Pierce County staff members brought easels, brochures and maps to a public meeting at the Bonney Lake High School commons July 18, a session that attracted about 40 residents and city officials.

The meeting was designed to explain the 198th Avenue East corridor expansion project. The work will involve 2.5 miles of roadway between 144th Street East and 104th Street East near Bonney Lake High and Mountain View Middle School.

The county and Cascadia Development Corporation will be working jointly on the design and construction of the project.

Cascadia is in the early stages of a 6,500-home development in the south Plateau region. The 198th corridor will be one of the main thoroughfares for residents living in Cascadia to access state Route 410.

Cascadia's work on the project is part of a traffic mitigation agreement between the developer and the county.

Cascadia is to be built in three phases. The first phase calls for the construction of about 1,700 homes. The developer's work on the corridor is based on when a certain number of houses are built, known as “triggers.”

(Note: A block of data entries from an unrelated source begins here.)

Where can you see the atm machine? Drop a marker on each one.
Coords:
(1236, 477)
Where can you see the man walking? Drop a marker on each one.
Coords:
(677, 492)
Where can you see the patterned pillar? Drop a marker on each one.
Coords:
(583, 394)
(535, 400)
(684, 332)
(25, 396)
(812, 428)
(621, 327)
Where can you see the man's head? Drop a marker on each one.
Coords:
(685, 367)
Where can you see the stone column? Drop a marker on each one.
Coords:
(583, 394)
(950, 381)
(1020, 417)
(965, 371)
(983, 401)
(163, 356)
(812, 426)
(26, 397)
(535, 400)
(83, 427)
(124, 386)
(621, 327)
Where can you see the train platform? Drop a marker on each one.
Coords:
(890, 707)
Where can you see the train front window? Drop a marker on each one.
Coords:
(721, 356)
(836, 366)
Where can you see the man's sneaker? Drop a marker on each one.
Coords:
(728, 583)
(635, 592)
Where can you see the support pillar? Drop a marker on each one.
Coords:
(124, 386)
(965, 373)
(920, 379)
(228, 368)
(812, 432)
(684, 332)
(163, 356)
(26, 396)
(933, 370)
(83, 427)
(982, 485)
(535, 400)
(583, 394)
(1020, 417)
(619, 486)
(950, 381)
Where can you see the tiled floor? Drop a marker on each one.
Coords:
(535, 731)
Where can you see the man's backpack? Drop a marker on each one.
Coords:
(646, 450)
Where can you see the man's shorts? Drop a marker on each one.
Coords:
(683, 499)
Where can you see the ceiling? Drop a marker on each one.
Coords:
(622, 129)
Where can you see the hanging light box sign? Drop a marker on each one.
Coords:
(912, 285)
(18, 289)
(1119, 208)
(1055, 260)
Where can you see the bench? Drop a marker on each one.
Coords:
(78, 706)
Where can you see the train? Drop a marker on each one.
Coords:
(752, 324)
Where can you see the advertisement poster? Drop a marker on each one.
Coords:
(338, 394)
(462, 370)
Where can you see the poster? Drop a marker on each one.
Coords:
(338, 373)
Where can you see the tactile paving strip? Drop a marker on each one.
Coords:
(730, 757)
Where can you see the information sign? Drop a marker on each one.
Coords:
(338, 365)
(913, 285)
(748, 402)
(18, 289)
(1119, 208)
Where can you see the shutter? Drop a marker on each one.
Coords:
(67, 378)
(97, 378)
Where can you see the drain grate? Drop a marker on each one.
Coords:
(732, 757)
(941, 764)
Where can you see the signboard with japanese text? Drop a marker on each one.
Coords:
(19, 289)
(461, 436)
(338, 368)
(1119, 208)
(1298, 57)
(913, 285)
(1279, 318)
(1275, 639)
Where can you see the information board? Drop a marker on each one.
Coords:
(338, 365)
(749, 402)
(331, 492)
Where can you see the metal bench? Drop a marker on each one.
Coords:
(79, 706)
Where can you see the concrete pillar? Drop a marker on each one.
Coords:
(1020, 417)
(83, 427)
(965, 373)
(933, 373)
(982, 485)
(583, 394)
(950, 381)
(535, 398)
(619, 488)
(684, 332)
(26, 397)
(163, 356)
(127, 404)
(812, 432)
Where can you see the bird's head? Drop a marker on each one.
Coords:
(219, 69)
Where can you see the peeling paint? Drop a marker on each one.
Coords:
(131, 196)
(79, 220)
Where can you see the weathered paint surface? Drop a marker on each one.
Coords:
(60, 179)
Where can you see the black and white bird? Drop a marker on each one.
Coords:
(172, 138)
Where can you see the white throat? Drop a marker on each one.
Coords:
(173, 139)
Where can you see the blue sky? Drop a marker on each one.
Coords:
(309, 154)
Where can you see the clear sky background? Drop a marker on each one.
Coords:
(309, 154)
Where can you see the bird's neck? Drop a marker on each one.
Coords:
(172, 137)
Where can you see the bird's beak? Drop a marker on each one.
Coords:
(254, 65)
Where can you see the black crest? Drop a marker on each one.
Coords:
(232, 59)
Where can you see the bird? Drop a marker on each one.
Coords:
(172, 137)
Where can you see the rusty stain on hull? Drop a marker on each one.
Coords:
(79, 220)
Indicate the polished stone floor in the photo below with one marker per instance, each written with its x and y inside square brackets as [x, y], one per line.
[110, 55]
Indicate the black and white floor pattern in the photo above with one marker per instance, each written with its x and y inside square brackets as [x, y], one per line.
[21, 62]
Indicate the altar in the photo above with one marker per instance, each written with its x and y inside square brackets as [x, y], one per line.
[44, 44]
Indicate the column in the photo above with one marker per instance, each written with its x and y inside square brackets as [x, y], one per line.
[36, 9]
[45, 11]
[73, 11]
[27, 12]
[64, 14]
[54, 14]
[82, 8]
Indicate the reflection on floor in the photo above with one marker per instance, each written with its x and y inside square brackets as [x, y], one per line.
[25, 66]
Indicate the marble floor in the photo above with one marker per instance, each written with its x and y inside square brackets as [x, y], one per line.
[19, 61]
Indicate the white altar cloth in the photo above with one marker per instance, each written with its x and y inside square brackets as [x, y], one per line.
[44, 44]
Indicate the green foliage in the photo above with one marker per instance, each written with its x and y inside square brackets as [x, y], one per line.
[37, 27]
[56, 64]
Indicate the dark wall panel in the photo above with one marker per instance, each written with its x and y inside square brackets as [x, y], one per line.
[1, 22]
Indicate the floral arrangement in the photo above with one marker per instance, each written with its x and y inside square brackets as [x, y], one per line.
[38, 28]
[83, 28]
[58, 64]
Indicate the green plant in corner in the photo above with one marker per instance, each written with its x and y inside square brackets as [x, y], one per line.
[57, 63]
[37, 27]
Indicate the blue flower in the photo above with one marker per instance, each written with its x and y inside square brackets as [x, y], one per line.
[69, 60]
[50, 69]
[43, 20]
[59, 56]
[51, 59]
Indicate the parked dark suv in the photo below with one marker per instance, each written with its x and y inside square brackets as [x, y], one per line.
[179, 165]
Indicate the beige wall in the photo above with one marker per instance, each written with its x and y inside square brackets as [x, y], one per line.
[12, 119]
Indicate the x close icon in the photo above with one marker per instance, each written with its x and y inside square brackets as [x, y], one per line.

At 650 homes, Cascadia would construct the missing link between 112th Street East and Rhodes Lake Road, allowing access to South Prairie Road and SR 410 from the southern region. Signal lights at Rhodes Lake Road and 120th Street East will also be installed and a northbound turn lane will be added on Rhodes Lake Road at 198th Avenue East.

At about 1,200 homes, the corridor would be widened to four or five lanes between 120th and 144th Street East. This is estimated to be constructed between 2010 to 2013.

Public Works and Utilities Director Brian Ziegler said the meeting was meant to inform the public about the project. Representatives from the county, Cascadia and the city's Public Works Department were on hand.

Zielger said the corridor is still in the design phase, but the project would continue to move forward with a complete SEPA study (State Environmental Policy Act) and right-of-way acquisitions.

Many of the residents at the meeting are directly impacted by the project and a number of people were not happy with the road or the prospect of Cascadia.

“I just wish they had another way to get off the hill,” Lynda Paulsen said. “Right now it takes us a long time to get to the bottom of (state Route) 410. It's already at capacity.”

Scott and Angie Salo live on 198th Avenue East and said they stand to lose more than 1,000 square feet of their back yard when the road is expanded.

“It's a poor plan at best and it has been (poorly) communicated,” Scott Salo said. “Essential they are saying take it or leave it.”

Angie Salo said the couple moved to the area three years ago from Tacoma and they had no idea they would be “getting a freeway in my backyard. I'm a little discouraged with what Bonney Lake has turned into.”

Zeigler said the finished project, which includes widening to four or five lanes up to 104th Street East with curb and gutters will be part of phase two negotiations.